6 Tips for Finding and Styling Thrift Store Treasures

Words & Images by Arielle Goldman

I’ve always enjoyed the occasional rainy Saturday thrifting, but it wasn’t until my husband and I bought our first home that it became an obsession. We had a house to fill, and thrift stores allowed me to satisfy my desire for decor with character that also fit our budget. If you come into my home, you can be pretty much guaranteed to be regaled (or, um, bored) with stories of my favorite finds. I love bringing pieces into our home that have a history, that might have otherwise been trashed or forgotten, and that give plenty of bang for the buck. Today I’m sharing my tried and true advice for buying and decorating with thrifted items.


This is way more fun than it sounds. Peruse your favorite home design magazines, and take notice of both individual pieces you love and how they fit into the context of their room. I love vintage sites like 1stdibs and Chairish for this task. They have beautifully curated collections and frequently include descriptions with more information on year and maker. Familiarize yourself with the styles and names you’re drawn to; don’t worry about the prices. Yet.


Thrift stores are overwhelming. There are rows and rows of... well, junk, and you’ll make yourself crazy inspecting every last object. I keep a running list of items I need for the house that goes from the specific (patio bar stools) to the general (art). You’ll have better luck and more fun if you’re able to gloss over some items at the store while you search for what you actually need. That said, always keep an open mind. I went out one day looking for a planter, and came home with a dining table. What can I say? That’s the magic of thrifting.

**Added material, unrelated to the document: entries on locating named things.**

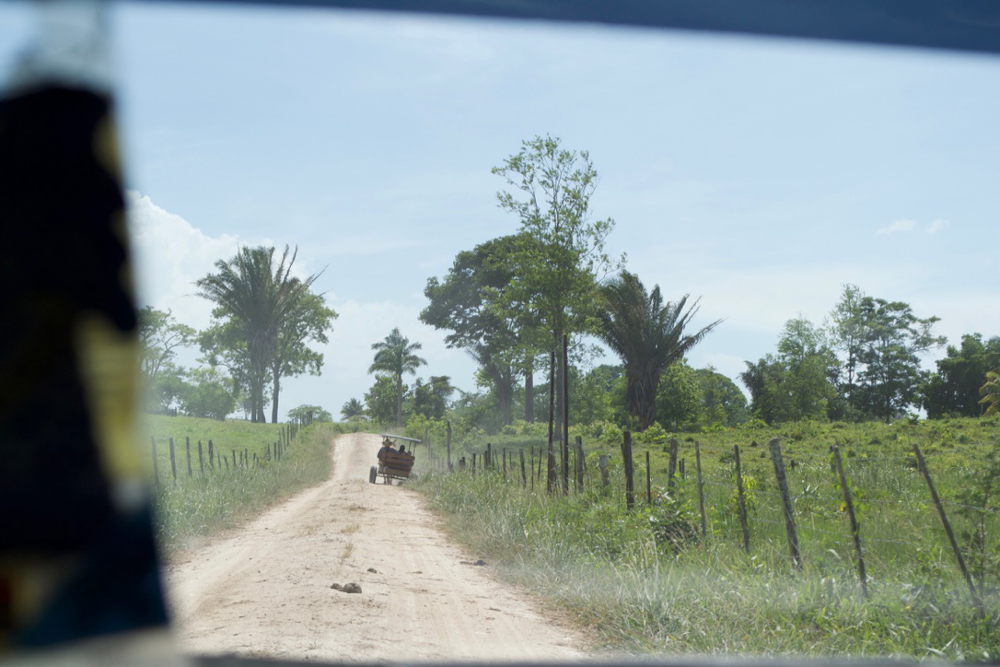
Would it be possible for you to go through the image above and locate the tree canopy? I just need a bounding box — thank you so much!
[597,270,719,429]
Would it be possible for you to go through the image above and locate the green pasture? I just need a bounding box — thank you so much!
[419,419,1000,660]
[142,415,358,549]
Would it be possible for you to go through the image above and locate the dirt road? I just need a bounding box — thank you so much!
[167,434,581,661]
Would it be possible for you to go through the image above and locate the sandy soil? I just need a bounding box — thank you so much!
[167,434,582,661]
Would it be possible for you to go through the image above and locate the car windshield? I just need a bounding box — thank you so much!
[0,3,1000,662]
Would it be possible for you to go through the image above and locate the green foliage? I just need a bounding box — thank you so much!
[365,327,427,425]
[139,306,195,386]
[597,270,721,429]
[656,360,703,431]
[288,405,333,426]
[832,285,945,421]
[492,136,614,348]
[340,398,365,419]
[195,246,336,422]
[923,333,1000,419]
[420,234,536,424]
[740,318,840,424]
[180,367,236,420]
[570,365,625,424]
[365,375,406,424]
[695,366,750,429]
[419,419,1000,660]
[979,371,1000,415]
[143,416,341,549]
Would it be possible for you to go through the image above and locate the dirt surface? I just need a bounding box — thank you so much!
[167,434,582,661]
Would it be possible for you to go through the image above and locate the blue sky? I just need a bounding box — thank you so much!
[0,3,1000,420]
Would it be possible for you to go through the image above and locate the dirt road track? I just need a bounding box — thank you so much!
[167,434,582,661]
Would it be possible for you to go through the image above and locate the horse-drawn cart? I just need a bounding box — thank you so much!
[368,452,413,484]
[368,434,420,484]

It can be difficult to train yourself to look past the inevitable dust and poor lighting of a second hand store. So this is where your homework pays off. Keep an eye out for the lines and finishes you like. Don’t be afraid to move other objects out of the way to get a better look at something, and be sure to mentally dust and polish while you’re at it. I once almost walked right past a gorgeous burl wood and brass Milo Baughman-style table that was hidden under a pile of tchotchkes. I’d done my homework, so I knew that similar tables went for ten times the price they wanted for this one. I brought it home, treated it to some much-needed TLC, and it’s been looking great ever since.

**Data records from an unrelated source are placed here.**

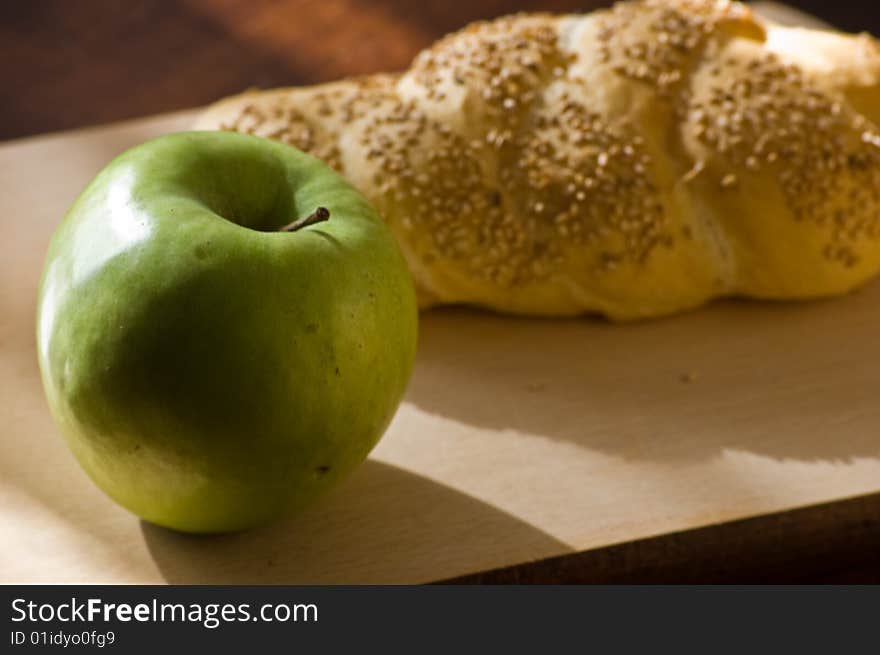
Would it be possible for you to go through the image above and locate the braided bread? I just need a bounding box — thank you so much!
[196,0,880,320]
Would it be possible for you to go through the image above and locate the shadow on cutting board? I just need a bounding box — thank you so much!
[407,284,880,463]
[141,460,571,584]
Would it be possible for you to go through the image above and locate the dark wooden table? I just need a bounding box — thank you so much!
[0,0,880,583]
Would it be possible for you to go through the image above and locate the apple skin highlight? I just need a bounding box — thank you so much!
[37,132,418,533]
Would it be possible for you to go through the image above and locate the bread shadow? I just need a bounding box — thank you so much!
[407,284,880,462]
[141,459,571,584]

You’ve done the homework, you’ve hunted, and you’re starting to see the diamond-in-the-rough possibilities of countless items. Hold your horses. After all that time and effort (and trust me, any successful thrifting trip will include both), it can be tempting to bring something - anything - home. If I’m empty-handed after a long day of thrifting, I can start convincing myself of some strange things. Like that old print just needs to be rematted and reframed and maybe repainted a smidge to look perfect. Or that maybe I need a second set of dining chairs just in case. So before you buy, be brutally honest with yourself. Is this faux malachite tray really going to clean up splendidly and look great on your coffee table, or is it just the best option in the red tag basket by the counter? Avoid making exhaustion purchases. The thrift stores will still be there next week, with new items to boot.


I know it’s uncomfortable, and trust me, I used to hate it too. But most thrift stores are ready and willing to drop a price if you ask nicely. I always start with a simple, “Is that the best you can offer?” If you’ve done your homework, you’ll have a better idea of what’s fair and what’s unreasonable, but at the end of the day you should be prepared to walk away from anything that’s not in your budget.


Once you finally hunt, haggle, and clean that thrifted treasure, it’s time to give it a home. To avoid turning my home into a thrift store reproduction, I mix old and new with high and low. That might mean hanging a classical painting next to an abstract on a gallery wall, or setting a rustic plaster sculpture on a refined brass table. The goal is a layered, purposeful look. Because those thrift find stories are way more fun when the finds don’t look so thrifted.